Wednesday, August 24, 2011

RDBMS to NoSQL

RDBMS: The Awesome and not to so much

Relational database (RDBMS) technology, a “scale-up” technology that has not fundamentally changed in over 40 years, continues to be the default choice for holding data behind Web applications.

Database technology has not kept pace. Relational database technology, invented in
the 1970s and still in widespread use today, was optimized for the applications, users and infrastructure of that era. In some regards, it is the last domino to fall in the inevitable march toward a fully-distributed software architecture. While a number of bandaids have extended the useful life of the technology (horizontal and vertical sharding, distributed caching
and data denormalization), these tactics nullify key benefits of the relational model while increasing total system cost and complexity.
Long story short, you could do and try many ways to scale RDBMS, like
Sharding
Denormalize
Distributed Caching
ORM: Again better but not so much

While I’m talking about RDBMS, how can we ignore ORM frameworks. If you’re an architect/application developer, you’ll no doubt be familiar with the many object-relational mapping (ORM) frameworks that have sprung up in recent years to help ease the difficulty in mapping application objects to a relational model. Again, for small systems, ORM can be a relief. But it also introduces new problems of its own, such as extended memory requirements, and it often pollutes the application code with increasingly unwieldy mapping code.
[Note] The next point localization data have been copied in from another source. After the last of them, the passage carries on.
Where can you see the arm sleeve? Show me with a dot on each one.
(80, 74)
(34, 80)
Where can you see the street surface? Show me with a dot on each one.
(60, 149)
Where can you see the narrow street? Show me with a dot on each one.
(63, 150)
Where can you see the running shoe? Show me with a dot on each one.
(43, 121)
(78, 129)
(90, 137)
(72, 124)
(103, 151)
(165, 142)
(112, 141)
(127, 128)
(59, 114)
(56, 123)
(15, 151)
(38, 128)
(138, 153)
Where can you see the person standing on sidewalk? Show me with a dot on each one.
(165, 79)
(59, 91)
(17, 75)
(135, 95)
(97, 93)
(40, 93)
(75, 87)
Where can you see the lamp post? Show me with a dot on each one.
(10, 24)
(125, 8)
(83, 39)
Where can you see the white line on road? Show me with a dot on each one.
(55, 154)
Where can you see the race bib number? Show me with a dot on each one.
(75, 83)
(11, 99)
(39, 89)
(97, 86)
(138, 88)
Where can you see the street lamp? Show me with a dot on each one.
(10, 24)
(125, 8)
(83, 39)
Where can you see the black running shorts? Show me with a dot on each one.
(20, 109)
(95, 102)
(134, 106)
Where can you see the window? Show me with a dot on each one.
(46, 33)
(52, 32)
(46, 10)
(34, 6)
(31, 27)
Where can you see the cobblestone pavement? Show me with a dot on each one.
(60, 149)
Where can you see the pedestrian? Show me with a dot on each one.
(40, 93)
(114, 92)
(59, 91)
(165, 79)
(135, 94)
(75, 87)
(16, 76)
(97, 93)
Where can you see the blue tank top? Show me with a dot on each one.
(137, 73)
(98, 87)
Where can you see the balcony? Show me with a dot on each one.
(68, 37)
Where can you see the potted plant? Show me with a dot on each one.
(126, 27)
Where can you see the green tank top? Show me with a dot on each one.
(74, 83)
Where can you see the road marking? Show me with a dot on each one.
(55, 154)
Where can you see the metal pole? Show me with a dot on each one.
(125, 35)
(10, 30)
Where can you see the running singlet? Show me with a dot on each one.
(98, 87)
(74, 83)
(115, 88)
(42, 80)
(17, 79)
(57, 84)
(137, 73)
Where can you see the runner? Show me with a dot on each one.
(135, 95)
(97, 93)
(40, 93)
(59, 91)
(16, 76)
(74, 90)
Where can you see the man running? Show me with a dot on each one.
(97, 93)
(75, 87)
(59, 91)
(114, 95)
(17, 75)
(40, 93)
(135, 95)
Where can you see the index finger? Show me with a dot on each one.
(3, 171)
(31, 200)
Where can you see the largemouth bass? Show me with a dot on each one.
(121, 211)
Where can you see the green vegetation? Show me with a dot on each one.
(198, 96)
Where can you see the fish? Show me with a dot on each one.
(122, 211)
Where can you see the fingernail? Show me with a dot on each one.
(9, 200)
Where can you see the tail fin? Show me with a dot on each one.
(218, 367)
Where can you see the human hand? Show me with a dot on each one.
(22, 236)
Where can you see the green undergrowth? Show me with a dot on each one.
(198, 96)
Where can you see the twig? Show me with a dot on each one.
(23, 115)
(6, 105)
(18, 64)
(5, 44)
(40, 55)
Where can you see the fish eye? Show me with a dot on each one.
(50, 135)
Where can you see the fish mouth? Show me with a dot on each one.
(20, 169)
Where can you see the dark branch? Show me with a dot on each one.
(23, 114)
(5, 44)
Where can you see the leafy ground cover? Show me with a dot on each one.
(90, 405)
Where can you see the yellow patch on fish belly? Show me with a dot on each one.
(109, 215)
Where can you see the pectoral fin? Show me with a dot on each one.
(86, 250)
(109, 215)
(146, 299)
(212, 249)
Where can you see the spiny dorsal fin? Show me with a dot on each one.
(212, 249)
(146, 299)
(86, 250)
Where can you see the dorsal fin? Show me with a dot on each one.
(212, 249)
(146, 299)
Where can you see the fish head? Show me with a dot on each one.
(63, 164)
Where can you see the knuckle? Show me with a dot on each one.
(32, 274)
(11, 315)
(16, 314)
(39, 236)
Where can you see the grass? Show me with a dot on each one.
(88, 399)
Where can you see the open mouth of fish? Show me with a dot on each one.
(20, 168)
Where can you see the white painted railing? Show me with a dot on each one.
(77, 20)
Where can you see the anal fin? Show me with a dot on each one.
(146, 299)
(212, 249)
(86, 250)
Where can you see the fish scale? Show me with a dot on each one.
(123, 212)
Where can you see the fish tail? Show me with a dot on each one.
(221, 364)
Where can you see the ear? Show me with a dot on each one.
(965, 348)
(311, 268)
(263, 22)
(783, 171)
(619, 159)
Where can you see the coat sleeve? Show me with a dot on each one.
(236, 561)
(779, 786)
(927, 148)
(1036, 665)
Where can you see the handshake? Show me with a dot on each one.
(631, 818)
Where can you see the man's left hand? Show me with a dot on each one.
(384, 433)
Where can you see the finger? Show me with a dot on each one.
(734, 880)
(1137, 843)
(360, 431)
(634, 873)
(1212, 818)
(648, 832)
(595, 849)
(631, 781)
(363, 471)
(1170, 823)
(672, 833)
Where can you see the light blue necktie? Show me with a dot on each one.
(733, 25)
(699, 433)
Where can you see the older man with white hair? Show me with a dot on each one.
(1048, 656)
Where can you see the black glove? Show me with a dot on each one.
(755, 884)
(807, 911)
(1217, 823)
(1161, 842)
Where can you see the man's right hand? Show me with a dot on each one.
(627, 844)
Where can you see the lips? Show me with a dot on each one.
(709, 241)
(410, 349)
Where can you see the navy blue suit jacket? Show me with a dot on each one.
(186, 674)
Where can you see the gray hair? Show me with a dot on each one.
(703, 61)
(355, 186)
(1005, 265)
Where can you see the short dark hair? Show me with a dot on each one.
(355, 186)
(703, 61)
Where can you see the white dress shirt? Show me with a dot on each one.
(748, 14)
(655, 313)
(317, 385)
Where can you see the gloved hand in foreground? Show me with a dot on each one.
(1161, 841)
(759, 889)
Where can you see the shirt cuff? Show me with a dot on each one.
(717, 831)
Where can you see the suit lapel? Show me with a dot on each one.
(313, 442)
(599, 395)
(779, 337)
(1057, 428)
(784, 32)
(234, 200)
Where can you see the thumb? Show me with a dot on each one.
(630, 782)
Good luck, if you trying to achieve performance, Scalability playing with above options. If I were you and I have the power to change architecture, I would choose following option. I would like to say that may be not all the applications are fit for this, but you can design most of the applications with “NoSQL” solution.

I would like to mention one Quote, I read it some where “If you can’t split it, you can’t scale it”

Here come's “NoSQL” Solution:

While vendor for these RDBMS has very little incentive to disturbt a technology generating billions of dollor for them. Companies like such as Facebook, Google and Amazon were, out of necessity, forced to invent new approaches to data management. These “NoSQL” or non-relational database technologies are a better match for the needs
of modern interactive software systems. But not every company can or should develop, maintain and support its own database technology. Building upon the pioneering research at these and other leading-edge organizations, commercial suppliers of NoSQL database technology have emerged to offer database technology purpose-built to enable the cost- effective management of data behind modern Web and mobile applications.

While implementations differ, NoSQL database management systems share a common set of characteristics:
No schema required
Data can be inserted in a NoSQL database without first defining a rigid database schema. As a corollary, the format of the data being inserted can be changed at any time, without application disruption. This provides immense application flexibility, which ultimately delivers substantial business flexibility.
Auto-sharding (sometimes called “elasticity”). A NoSQL database automatically spreads data across servers, without requiring applications to participate. Servers can be added or removed from the data layer without application downtime, with data (and I/O) automatically spread across 
the servers. Most NoSQL databases also support data replication, storing multiple copies of data across the cluster, and even across data centers, to ensure high availability and support disaster recovery. A properly managed NoSQL database system should never need to be taken offline, for any reason, supporting 24x7x365 continuous operation 
of applications.

I think for this post, I’m going to leave it here and would come back and provide some of my favorite “NoSQL” solutions.